Tan (譚 (Tan^{2}, Tán); 1046–684 BCE) was an ancient state located in present-day Shandong Province, China. It is the first state reported to be "extinguished" (Note: The term implies the destruction of its Ruling House, the abolition of its sacrifices, and the absorption of the people and territory by the prevailing Power.) during the Spring and Autumn period.

==Foundation==
In 1046 BCE, (Note: The traditional date for the Battle of Muye was 1122 BCE.) Di Xin, the last king of the Shang dynasty, was defeated at the Battle of Muye by King Wu, founder of the Zhou dynasty.

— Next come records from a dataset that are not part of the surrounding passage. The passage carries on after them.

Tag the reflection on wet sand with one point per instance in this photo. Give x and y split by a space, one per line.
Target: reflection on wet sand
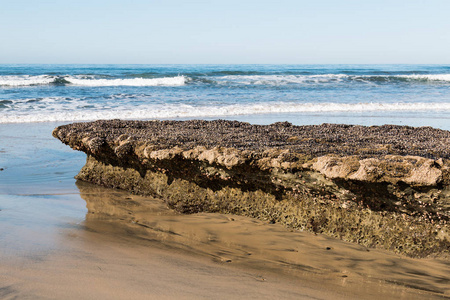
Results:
242 242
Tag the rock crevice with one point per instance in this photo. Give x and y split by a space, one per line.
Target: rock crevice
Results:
380 186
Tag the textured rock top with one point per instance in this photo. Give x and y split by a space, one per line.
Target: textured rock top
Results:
314 140
416 156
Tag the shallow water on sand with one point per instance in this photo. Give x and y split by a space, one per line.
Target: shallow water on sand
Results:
62 239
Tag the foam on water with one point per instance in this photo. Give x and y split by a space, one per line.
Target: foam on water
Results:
25 80
86 80
168 81
56 110
325 78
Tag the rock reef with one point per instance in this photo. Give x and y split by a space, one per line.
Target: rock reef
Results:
380 186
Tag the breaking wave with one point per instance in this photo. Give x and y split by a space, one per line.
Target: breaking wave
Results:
56 111
83 80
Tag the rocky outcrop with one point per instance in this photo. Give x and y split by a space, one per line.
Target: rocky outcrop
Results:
380 186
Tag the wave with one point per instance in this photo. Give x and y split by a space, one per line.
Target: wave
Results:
221 79
88 80
328 78
61 112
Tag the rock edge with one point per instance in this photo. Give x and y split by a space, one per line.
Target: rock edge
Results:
380 186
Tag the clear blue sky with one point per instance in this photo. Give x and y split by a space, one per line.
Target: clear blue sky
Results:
225 31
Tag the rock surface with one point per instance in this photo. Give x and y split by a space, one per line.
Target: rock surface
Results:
381 186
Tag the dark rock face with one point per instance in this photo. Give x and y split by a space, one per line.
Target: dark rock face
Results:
381 186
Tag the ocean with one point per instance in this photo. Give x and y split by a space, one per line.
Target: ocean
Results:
415 95
52 246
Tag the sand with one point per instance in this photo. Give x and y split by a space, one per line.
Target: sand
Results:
61 240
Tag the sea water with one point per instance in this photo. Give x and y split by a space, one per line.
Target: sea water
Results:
416 95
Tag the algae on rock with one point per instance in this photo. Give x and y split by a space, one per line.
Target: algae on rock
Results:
386 186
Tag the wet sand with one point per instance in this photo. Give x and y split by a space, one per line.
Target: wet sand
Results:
60 240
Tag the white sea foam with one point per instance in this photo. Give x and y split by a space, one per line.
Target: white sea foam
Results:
165 81
92 81
25 80
323 78
57 111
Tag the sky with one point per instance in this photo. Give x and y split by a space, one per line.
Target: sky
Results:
225 32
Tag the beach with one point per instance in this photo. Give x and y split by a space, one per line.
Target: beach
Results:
76 240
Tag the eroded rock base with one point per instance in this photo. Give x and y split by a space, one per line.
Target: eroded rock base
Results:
307 202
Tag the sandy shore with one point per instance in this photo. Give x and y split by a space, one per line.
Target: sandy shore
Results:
61 240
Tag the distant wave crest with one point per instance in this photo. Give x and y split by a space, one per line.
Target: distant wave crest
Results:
80 80
327 78
55 112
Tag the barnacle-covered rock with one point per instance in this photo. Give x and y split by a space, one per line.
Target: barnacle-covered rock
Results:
380 186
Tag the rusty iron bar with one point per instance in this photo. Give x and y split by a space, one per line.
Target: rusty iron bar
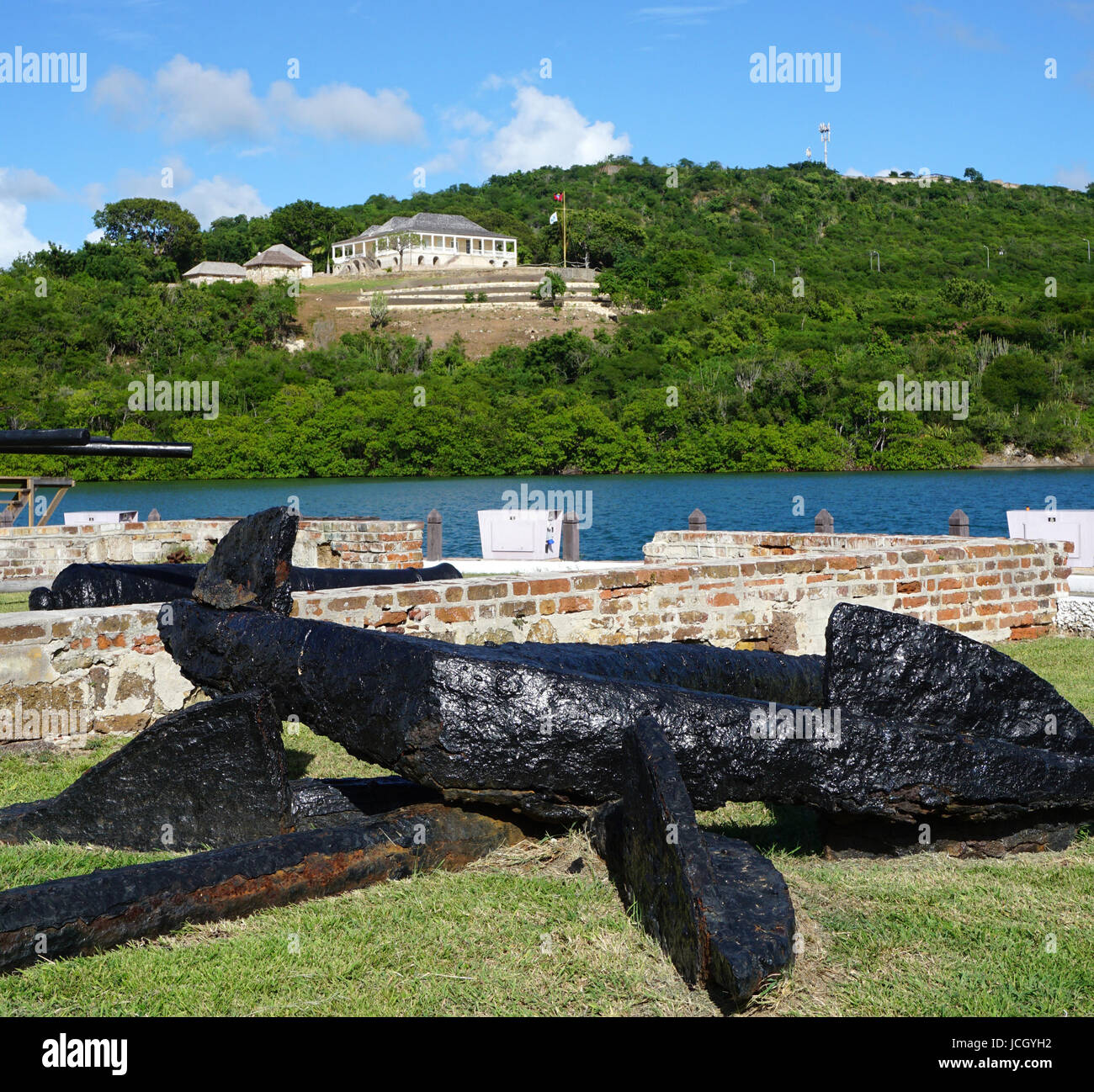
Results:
90 913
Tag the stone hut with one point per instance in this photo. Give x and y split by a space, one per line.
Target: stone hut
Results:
206 273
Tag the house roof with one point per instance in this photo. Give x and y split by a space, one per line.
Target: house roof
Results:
281 248
445 222
278 255
215 269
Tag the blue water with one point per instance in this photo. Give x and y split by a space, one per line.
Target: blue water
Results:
624 512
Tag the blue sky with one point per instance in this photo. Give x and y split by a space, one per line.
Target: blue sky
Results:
208 92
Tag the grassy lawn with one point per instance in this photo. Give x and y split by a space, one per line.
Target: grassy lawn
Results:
518 934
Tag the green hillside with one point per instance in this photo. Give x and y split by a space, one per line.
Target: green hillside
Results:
718 363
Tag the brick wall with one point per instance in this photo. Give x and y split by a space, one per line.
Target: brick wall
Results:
112 663
29 554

Following this victory, he founded a number of small subordinate vassal states (Note: It is estimated that there were some 170 vassal states established during the reign of the Zhou dynasty.) to be ruled by his brothers and generals. One of these was the State of Tan, which was located just east of present-day Jinan, the capital of the present-day Shandong Province. The Tan rulers, who were reputed to be descendants of Yu the Great (the legendary ancient king and founder of the Xia dynasty), were given the then-new heredity title of zijue (tzu-chueh – 子爵) or viscount.

==Demise==
In February 684 BCE, when rulers of neighboring states went to congratulate Duke Huan of Qi, ruler of the neighboring State of Qi, on defeating the State of Lu and the State of Song, Xian Li, the ruler of Tan declined to go.

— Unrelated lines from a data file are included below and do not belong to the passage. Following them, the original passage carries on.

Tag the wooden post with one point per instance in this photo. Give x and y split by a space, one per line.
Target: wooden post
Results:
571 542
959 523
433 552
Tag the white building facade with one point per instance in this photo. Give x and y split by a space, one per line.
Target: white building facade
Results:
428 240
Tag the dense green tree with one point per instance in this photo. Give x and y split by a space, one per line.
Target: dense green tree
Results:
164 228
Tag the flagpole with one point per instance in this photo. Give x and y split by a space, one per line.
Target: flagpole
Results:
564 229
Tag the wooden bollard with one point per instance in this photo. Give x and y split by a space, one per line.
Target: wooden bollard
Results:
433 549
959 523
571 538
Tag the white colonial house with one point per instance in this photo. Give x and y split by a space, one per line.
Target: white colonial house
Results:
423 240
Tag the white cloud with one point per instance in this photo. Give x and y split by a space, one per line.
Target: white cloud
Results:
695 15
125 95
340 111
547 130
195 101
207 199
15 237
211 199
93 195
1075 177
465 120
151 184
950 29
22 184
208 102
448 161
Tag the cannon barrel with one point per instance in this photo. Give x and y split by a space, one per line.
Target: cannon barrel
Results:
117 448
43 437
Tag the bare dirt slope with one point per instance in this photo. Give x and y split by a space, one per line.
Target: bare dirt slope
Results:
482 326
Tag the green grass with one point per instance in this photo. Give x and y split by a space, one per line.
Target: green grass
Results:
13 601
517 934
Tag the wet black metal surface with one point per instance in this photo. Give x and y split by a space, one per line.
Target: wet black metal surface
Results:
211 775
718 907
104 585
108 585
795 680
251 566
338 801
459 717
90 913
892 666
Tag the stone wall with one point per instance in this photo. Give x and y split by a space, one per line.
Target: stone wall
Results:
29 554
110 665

Later in October of that year, the ruler of Qi used this discourtesy as an excuse to attack Xian Li and his three brothers. After ten days, his siege was successful, and Xian Li fled with 200 members of the royal court to the State of Ju, where his son, Qi Yi (祁義), was the ruler. Qi Yi was the first to change his clan name to Tan in memory of their defeated state.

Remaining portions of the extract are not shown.